Q: Why does a Vision Transformer need a class token instead of just averaging the patch embeddings? A: Averaging treats every patch equally. The class token learns during training which patches matter for the task and weights them through attention. According to Dosovitskiy et al., it inherits this role from BERT.

Q: Is the class token required for a Vision Transformer to work? A: No. According to Hugging Face ViT Docs, newer models such as DeiT III and SigLIP use global average pooling over patch tokens instead. The [CLS] token is the original recipe, not a universal requirement.

Q: Does the class token exist in language models too? A: Yes. According to Dosovitskiy et al., the design was borrowed from BERT, where a [CLS] token aggregates sentence-level meaning. Same pattern, different modality — text tokens for NLP, patch tokens for vision.

Sources

Expert Takes

The class token is elegant because it formalizes aggregation. Instead of hand-designing a pooling rule, the network learns one — the [CLS] slot acquires meaning only through attention with the patches. Whether it outperforms simple averaging is an empirical question, and research has increasingly shown global average pooling works just as well for many tasks. The [CLS] token is a useful prior, not a theoretical necessity.

Treat the class token as an interface contract, not a magic ingredient. If your model card says “use pooler_output,” you’re pulling the [CLS] vector; if it says “pool patch tokens,” you’re not. Fine-tuning code does not care about the name — it cares about shape, training signal, and whether the backbone actually optimized that representation. Read the config before wiring a classifier on top.

The [CLS] token shaped how teams ship vision models — one vector out, one classifier on top, fast to deploy. That pattern unlocked the pretrained ViT economy: download a backbone, grab the pooler output, fine-tune for your industry. Newer recipes drop [CLS] for global pooling, and the tooling is catching up. Teams standardizing on a specific extraction pattern today need to plan for that shift, not assume [CLS] is forever.

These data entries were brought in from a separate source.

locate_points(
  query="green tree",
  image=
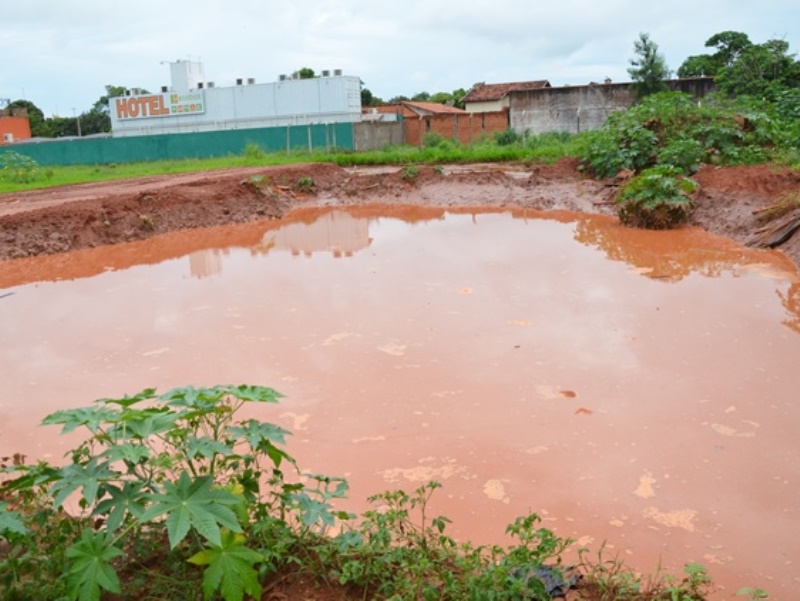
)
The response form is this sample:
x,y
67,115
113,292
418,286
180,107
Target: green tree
x,y
729,44
648,68
98,119
763,70
700,65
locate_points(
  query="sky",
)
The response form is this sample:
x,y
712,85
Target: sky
x,y
60,54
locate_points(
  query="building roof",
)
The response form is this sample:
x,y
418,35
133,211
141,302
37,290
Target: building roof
x,y
431,108
496,91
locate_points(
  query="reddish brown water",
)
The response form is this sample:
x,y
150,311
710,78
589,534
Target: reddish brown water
x,y
632,387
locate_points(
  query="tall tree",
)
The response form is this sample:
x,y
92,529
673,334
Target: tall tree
x,y
648,67
761,70
730,46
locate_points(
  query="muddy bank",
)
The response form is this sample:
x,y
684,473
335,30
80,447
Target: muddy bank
x,y
89,215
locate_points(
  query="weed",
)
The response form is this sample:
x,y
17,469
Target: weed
x,y
410,173
254,152
146,223
508,137
306,184
658,198
18,168
173,496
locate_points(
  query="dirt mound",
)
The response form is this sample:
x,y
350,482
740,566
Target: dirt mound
x,y
72,217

What does a single vector owe the image it represents? The class token compresses every patch into one summary, and whatever the classifier reads is whatever survived that collapse. Bias studies on Vision Transformers often trace back to what [CLS] learned to emphasize — which faces, which textures, which contexts dominate the aggregation. The design choice is not neutral. Asking what the token did not attend to is often more revealing than asking what it did.